Improving Maintenance and Observability of an HR Platform Running on Istio
A provider of human resources software—processing $10 billion annually—turned to Swoom for upgrading its platform, aiming to keep critical components operational during migration.
About the project
Brief results of the collaboration:
- A service mesh based on Istio was updated without any downtime, keeping critical HR services secure and operational for 1,400+ organizations.
- With an upgraded platform, the company was able to improve maintainability and transparency, resuming the development of new services.
- By employing Swoom-provided best practices and recommendations, the organization is able to troubleshoot services much easier, as well as benefit from the flexibility, scalability, and high availability provided by Amazon EKS.
The customer
Based in the USA, the customer is a full-service human resources (HR) platform provider. The company aims to solve some of the largest HR problems mid-sized organizations face, such as talent and time management, benefits administration, payroll, etc. The customer’s main product is an HR platform with an open API utilized by 60+ third-party developers. The platform serves 1,400+ companies nationwide and processes more than $10 billion in annual payroll.
The need
The company’s services were running on Amazon Elastic Kubernetes Service (EKS) since 2018. After two years in production, the in-house team experienced issues upgrading Istio, the platform’s service mesh, due to a lack of transparency, official documentation, and focused expertise with the product. This meant that critical services providing observability, traffic management, security, etc., would remain outdated and eventually run into incompatibility issues.
The company turned to Swoom, a certified Kubernetes solutions provider and an Amazon partner, for assistance in updating the service mesh.
The challenges
Under the project, the team at Swoom had to address the following issues:
- The lack of documentation in upgrading Istio v1.4 to v1.5 and v1.5 to v1.6 made it difficult to create a clear path for the update process.
- The HR platform was constantly under load, meaning Istio had to be updated without any downtime.
The solution
1. Evaluation
Along with the customer, engineers at Swoom assessed the existing Istio v1.4 service mesh and outlined an update strategy.
Along with the customer, engineers at Swoom assessed the existing Istio v1.4 service mesh and outlined an update strategy.
Without any official documentation for upgrading Istio v1.4 to v1.5 and v1.5 to v1.6, as well as multiple incompatibility issues between versions due to a shift from microservices in v1.4 to a monolithic model in v1.5, our developers opted to bypass v1.5 and upgrade directly to Istio v1.6.
Stage 2. Migration
To ensure a smooth and seamless upgrade, our team performed the update using a canary deployment, a new feature added in Istio v1.6. In this manner, our DevOps experts deployed a new Istio v1.6 control plane that ran in parallel with the existing Istio v1.4 control plane.
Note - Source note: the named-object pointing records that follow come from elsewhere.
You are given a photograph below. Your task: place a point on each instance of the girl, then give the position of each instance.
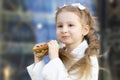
(78, 59)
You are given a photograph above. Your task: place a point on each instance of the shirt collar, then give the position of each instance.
(80, 49)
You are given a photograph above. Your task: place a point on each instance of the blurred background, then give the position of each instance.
(24, 23)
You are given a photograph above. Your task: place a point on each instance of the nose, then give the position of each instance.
(65, 29)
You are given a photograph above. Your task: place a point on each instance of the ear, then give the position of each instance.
(85, 30)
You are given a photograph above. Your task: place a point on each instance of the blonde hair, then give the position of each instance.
(84, 64)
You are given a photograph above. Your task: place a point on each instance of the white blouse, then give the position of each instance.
(56, 70)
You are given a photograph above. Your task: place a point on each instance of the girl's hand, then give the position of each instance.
(53, 49)
(37, 59)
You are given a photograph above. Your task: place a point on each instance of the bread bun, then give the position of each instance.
(40, 50)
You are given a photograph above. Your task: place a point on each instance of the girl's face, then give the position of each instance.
(69, 29)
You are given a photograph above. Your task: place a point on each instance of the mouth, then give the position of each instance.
(65, 37)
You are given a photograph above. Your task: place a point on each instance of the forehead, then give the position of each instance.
(67, 16)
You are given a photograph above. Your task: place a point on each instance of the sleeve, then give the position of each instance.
(35, 70)
(55, 70)
(95, 68)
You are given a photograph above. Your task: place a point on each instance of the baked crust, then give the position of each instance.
(40, 50)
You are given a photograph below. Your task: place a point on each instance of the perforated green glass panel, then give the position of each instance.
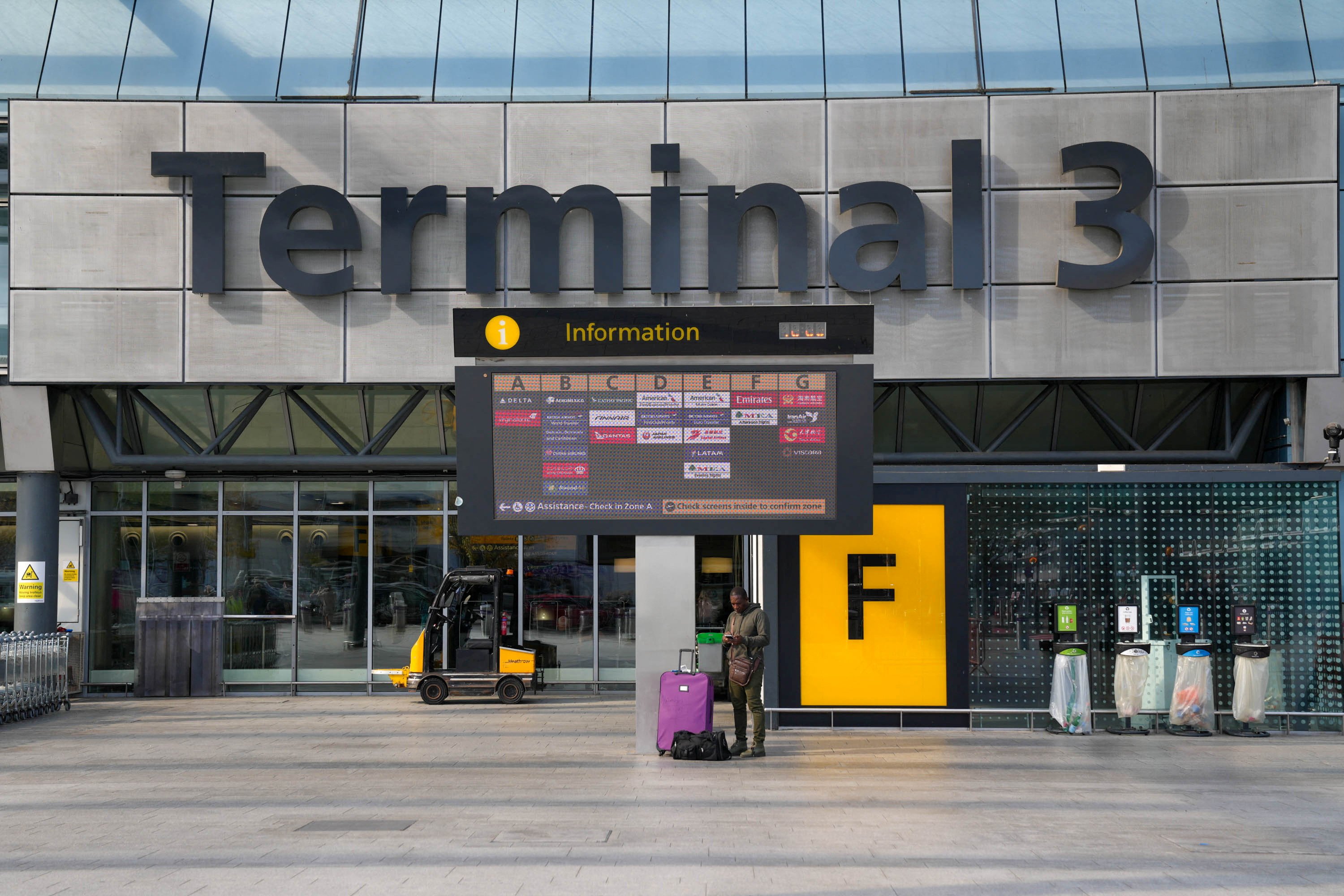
(1275, 544)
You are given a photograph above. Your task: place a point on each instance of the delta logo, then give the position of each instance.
(612, 436)
(789, 435)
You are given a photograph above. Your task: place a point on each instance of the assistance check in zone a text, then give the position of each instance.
(663, 445)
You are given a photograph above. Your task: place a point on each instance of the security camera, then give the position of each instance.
(1334, 433)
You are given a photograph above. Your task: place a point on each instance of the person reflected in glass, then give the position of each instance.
(745, 637)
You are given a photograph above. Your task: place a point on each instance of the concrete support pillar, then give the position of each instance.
(37, 539)
(664, 587)
(26, 428)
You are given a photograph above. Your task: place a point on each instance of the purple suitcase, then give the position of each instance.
(686, 703)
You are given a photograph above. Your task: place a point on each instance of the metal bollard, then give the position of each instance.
(34, 675)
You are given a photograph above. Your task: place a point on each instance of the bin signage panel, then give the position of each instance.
(898, 655)
(33, 581)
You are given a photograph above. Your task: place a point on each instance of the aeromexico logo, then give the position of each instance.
(401, 213)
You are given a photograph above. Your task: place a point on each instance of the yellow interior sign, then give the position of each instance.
(873, 612)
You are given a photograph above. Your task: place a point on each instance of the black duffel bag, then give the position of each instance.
(711, 746)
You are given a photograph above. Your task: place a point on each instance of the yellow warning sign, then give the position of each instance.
(31, 582)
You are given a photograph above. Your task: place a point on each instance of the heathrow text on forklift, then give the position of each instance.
(401, 213)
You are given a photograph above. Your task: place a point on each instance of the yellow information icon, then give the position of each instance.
(502, 332)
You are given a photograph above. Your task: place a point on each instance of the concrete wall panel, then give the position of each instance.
(242, 253)
(1248, 330)
(1248, 233)
(96, 242)
(405, 339)
(749, 143)
(577, 248)
(1043, 331)
(1029, 132)
(421, 144)
(562, 146)
(928, 335)
(1242, 136)
(1033, 230)
(904, 140)
(439, 249)
(123, 336)
(758, 249)
(304, 143)
(264, 338)
(92, 147)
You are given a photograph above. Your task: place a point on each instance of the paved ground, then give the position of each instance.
(222, 796)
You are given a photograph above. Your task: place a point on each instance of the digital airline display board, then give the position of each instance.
(654, 450)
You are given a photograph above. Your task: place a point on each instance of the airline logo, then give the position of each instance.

While both control planes were up and running, engineers at Swoom were able to shift a portion of the customer’s workloads to the Istio v1.6 control plane and monitor the effects. This process enabled our team to run exhaustive tests and resolve any issues before redirecting all of the company’s traffic to the upgraded control plane. This way, our developers performed the entire upgrade process without experiencing any downtime.
To ensure a smooth and seamless upgrade, our team performed the update using a canary deployment, a new feature added in Istio v1.6. In this manner, our DevOps experts deployed a new Istio v1.6 control plane that ran in parallel with the existing Istio v1.4 control plane.
While both control planes were up and running, engineers at Swoom were able to shift a portion of the customer’s workloads to the Istio v1.6 control plane and monitor the effects. This process enabled our team to run exhaustive tests and resolve any issues before redirecting all of the company’s traffic to the upgraded control plane. This way, our developers performed the entire upgrade process without experiencing any downtime.
Stage 3. Training
With the service mesh updated, DevOps experts at Swoom facilitated knowledge transfer with the in-house team. This introduced the customer to Kubernetes best practices, such as creating different namespaces for each team to isolate network resources, adding virtual services for each app to make it easier to troubleshoot errors, etc.
Critically, our team also shared the knowledge and experience the company needed to keep their service mesh up-to-date, enabling them to take advantage of new features and services.
With the service mesh updated, DevOps experts at Swoom facilitated knowledge transfer with the in-house team. This introduced the customer to Kubernetes best practices, such as creating different namespaces for each team to isolate network resources, adding virtual services for each app to make it easier to troubleshoot errors, etc.
Critically, our team also shared the knowledge and experience the company needed to keep their service mesh up-to-date, enabling them to take advantage of new features and services.
The outcome
Partnering with Swoom, the company successfully upgraded its Istio service mesh to v1.6 with zero downtime, while also providing their in-house team with the expertise needed to keep the platform up-do-date. With an updated service mesh, the customer can ensure its HR platform that serves 1,400+ mid-sized companies and processes over $10 billion in payroll annually remain operational and secure. The organization now has the expertise to perform upgrades, develop new services, and enact further improvements by implementing recommendations and best practices shared by Swoom.